First, the failed to make clear that the AIDS RNA based virus has an extraordinarily high mutation rate of about 1%. That means that in every person infected with HIV there is a potential for about 2 million variations of this lethal virus produced each day. Most variations are insignificant but some lead to new strains of the virus that are resistant to our best treatments. This makes speed and scope of US and global treatment and prevention efforts are vital to putting AIDS in “the history books” and preventing the evolution of the virus that could become airborne or water borne. Viruses are efficient at trading gene segments with other viruses and sometimes they are incorporated into bacteria. With nearly a third of all HIV/AIDS deaths the result of TB infections and already a lacking global health infrastructure to deal with it and other deadly or disabling infectious agents it is incomparably urgent to address global health needs from a more comprehensive perspective.

Recent genetic analysis of the origins of the AIDS virus determined that it first entered the United States in the early 1970s via a Haitian air lines steward. I just returned from Haiti this week where increasing poverty as a result of food and oil price increases are putting more Haitians at risk of infections. As many as 1000 people a day fly out of Port-au-Prince for Miami or New York.

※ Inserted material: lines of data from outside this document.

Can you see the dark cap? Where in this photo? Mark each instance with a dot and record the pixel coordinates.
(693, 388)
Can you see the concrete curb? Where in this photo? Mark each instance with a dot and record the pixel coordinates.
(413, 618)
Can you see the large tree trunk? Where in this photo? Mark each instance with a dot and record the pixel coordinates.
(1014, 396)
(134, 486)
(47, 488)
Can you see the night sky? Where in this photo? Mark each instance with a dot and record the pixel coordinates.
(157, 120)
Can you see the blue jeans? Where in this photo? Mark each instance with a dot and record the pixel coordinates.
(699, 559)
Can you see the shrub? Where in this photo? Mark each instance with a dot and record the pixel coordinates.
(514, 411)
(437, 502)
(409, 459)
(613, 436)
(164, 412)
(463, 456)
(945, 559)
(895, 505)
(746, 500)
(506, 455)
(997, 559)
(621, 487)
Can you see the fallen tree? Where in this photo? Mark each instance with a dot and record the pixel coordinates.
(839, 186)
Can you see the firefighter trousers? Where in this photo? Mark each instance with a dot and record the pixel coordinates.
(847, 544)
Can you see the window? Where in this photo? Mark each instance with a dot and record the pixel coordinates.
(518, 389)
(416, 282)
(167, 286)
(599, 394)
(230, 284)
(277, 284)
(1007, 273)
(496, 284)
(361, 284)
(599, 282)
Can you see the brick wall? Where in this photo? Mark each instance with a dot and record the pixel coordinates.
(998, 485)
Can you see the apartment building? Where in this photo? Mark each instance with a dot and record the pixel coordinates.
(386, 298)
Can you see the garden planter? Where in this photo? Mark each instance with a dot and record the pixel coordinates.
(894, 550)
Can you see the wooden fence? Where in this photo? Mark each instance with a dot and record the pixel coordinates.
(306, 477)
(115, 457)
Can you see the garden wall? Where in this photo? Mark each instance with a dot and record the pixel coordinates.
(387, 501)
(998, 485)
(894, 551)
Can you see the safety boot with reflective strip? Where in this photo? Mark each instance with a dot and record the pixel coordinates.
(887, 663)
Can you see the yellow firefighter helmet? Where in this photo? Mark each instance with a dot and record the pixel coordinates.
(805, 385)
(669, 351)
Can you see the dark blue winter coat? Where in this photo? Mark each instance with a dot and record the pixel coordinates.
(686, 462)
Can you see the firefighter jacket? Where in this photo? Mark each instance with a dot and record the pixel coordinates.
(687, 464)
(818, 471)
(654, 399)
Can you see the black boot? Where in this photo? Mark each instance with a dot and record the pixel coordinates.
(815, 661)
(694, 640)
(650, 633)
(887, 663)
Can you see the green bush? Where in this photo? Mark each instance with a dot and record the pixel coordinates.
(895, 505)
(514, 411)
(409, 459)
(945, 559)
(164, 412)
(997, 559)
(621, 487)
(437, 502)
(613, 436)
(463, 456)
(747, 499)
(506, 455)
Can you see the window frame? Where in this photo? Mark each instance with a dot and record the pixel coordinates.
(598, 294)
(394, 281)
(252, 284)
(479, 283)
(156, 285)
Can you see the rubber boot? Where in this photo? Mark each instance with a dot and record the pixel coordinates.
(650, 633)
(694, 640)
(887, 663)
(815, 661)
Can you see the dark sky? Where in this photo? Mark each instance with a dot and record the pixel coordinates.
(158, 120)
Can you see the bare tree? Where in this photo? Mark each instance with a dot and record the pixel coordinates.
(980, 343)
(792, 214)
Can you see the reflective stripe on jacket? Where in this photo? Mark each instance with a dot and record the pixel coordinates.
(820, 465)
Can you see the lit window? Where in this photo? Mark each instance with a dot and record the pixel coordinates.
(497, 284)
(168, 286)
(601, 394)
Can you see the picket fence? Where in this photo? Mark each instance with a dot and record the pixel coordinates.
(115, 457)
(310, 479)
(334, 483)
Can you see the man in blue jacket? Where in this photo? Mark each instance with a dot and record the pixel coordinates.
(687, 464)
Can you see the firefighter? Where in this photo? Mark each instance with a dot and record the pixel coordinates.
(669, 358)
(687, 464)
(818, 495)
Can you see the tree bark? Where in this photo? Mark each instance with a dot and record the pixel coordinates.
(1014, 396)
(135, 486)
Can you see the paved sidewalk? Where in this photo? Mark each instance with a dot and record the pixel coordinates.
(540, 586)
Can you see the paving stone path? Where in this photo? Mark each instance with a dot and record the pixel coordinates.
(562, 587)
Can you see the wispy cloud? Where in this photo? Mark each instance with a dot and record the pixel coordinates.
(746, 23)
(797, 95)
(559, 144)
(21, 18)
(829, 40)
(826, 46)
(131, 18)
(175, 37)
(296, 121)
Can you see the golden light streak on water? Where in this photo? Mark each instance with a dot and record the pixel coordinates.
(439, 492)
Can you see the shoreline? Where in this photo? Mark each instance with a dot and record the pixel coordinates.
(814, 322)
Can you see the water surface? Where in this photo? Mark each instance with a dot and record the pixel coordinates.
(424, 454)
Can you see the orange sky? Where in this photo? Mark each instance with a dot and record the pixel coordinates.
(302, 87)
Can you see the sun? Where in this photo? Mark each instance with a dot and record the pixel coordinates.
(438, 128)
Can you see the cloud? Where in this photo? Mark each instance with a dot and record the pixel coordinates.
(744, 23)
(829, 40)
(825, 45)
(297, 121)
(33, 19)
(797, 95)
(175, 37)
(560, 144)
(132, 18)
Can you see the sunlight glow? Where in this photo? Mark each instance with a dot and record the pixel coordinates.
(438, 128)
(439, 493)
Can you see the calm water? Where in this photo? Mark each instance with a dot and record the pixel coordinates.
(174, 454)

We will fail to address the AIDS threat if we make a distinction between foreign and domestic infections, AIDS or TB, poverty or ignorance.

Only a comprehensive focus on global health infrastructure, basic education, adequate nutrition, clean water and sanitation, political and environmental stability, and adequate sustainable economic growth will protect us from what former Secretary of State and Joint Military Chief of Staff, Colin Powell once said was a greater threat to our national security than Al Qaeda.

There is no shortage of money if political leaders were willing to put human security needs above their misplaced patronage of ‘national sovereignty’. A micro tax on global currency speculation could yield the resources needed for such a comprehensive global/domestic approach while also contributing to increasing global economic stability. That was the original idea of the “Tobin tax” that helped Economics Professor James Tobin win the Nobel prize in Economics nearly 30 years ago.

Pathogens change. Let’s hope our politicians can.